# Help please..Is this a 1940 or a 41 Schwinn DX  " Pioneer " ??



## bikesnbuses (Jun 17, 2021)

Great original paint bike.. I tried looking at the threads on serial numbers but I understand that the serial number might not mean too much,and to go by build/looks? Thanks everyone! Jeff


----------



## fordmike65 (Jun 17, 2021)




----------



## ccmerz (Jun 17, 2021)

1 9 4 1


----------



## John G04 (Jun 17, 2021)

Woah beautiful find! Guessing 41 but just because of the flat lobdells and painted braces, not certain tho


----------



## fordmike65 (Jun 17, 2021)

John G04 said:


> Woah beautiful find! Guessing 41 but just because of the flat lobdells and painted braces, not certain tho



Deeeep fenders too. No idea why I know that!


----------



## John G04 (Jun 17, 2021)

fordmike65 said:


> Deeeep fenders too. No idea why I know that!



Because you study schwinns for hours at a time to determine the perfect one to add to your collection!


----------



## SJ_BIKER (Jun 17, 2021)

fordmike65 said:


> Deeeep fenders too. No idea why I know that!

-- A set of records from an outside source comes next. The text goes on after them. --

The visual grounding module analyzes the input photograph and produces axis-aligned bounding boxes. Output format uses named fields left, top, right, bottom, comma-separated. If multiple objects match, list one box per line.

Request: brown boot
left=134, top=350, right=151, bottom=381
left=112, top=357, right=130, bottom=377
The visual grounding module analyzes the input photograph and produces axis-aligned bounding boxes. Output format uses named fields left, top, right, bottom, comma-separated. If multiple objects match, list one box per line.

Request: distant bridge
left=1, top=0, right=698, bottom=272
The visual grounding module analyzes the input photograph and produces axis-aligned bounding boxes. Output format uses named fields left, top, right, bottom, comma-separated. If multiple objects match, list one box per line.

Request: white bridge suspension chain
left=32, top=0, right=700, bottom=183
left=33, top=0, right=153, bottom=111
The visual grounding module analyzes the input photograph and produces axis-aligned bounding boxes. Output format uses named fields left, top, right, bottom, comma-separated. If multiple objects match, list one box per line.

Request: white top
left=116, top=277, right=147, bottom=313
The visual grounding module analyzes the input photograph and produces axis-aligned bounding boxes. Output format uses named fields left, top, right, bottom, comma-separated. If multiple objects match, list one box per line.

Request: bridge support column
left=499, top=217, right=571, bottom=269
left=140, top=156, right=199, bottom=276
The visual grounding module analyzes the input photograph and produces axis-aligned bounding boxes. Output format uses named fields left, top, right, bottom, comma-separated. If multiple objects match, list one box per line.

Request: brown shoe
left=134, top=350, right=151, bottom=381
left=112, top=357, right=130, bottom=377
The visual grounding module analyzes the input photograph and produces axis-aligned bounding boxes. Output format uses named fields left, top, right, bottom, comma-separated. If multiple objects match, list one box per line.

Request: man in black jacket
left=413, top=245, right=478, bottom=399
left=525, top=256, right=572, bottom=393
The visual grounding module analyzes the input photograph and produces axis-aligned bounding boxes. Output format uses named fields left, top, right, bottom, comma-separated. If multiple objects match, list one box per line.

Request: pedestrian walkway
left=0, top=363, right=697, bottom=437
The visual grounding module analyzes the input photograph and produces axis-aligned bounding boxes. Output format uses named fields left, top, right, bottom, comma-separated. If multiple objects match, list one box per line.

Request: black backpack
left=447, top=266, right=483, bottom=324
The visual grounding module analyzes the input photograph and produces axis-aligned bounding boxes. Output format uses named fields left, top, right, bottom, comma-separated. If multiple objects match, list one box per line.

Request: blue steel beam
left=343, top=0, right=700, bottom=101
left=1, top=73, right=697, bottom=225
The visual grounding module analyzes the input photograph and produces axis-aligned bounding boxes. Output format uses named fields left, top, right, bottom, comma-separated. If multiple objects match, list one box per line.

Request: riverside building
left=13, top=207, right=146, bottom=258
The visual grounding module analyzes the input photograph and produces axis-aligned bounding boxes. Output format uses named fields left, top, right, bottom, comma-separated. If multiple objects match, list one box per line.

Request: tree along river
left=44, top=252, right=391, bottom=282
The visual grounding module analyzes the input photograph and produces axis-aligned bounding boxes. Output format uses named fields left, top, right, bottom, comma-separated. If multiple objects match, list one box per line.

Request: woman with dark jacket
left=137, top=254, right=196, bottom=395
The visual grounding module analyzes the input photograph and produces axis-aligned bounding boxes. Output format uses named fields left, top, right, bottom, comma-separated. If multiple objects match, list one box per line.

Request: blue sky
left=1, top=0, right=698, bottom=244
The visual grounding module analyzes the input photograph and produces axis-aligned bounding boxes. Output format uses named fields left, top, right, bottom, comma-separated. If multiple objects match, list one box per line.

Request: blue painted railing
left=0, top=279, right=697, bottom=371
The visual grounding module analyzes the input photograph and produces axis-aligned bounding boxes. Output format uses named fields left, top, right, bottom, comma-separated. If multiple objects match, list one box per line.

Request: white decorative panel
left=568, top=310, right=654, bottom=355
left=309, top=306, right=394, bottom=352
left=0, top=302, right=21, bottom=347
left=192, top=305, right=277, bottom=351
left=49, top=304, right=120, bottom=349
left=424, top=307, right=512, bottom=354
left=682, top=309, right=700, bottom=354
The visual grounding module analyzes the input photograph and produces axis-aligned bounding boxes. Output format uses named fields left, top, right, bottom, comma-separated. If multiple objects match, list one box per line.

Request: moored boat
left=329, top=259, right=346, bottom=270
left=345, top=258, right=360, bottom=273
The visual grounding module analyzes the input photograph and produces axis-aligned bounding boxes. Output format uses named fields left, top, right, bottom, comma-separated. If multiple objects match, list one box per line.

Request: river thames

"Impressive... most impressive"


----------



## HARPO (Jun 17, 2021)

Nice!!!!!!!!!!!! 😃


----------



## bobcycles (Jun 18, 2021)

1 year only deep fenders and feather guard the giveaway on the 41's


----------



## bikesnbuses (Jun 18, 2021)

Thank you everyone! 
Someone said this might be a desirable headbadge ?


----------



## KingSized HD (Jun 18, 2021)

If it has a Morrow hub you might check the date code here, that may help.


----------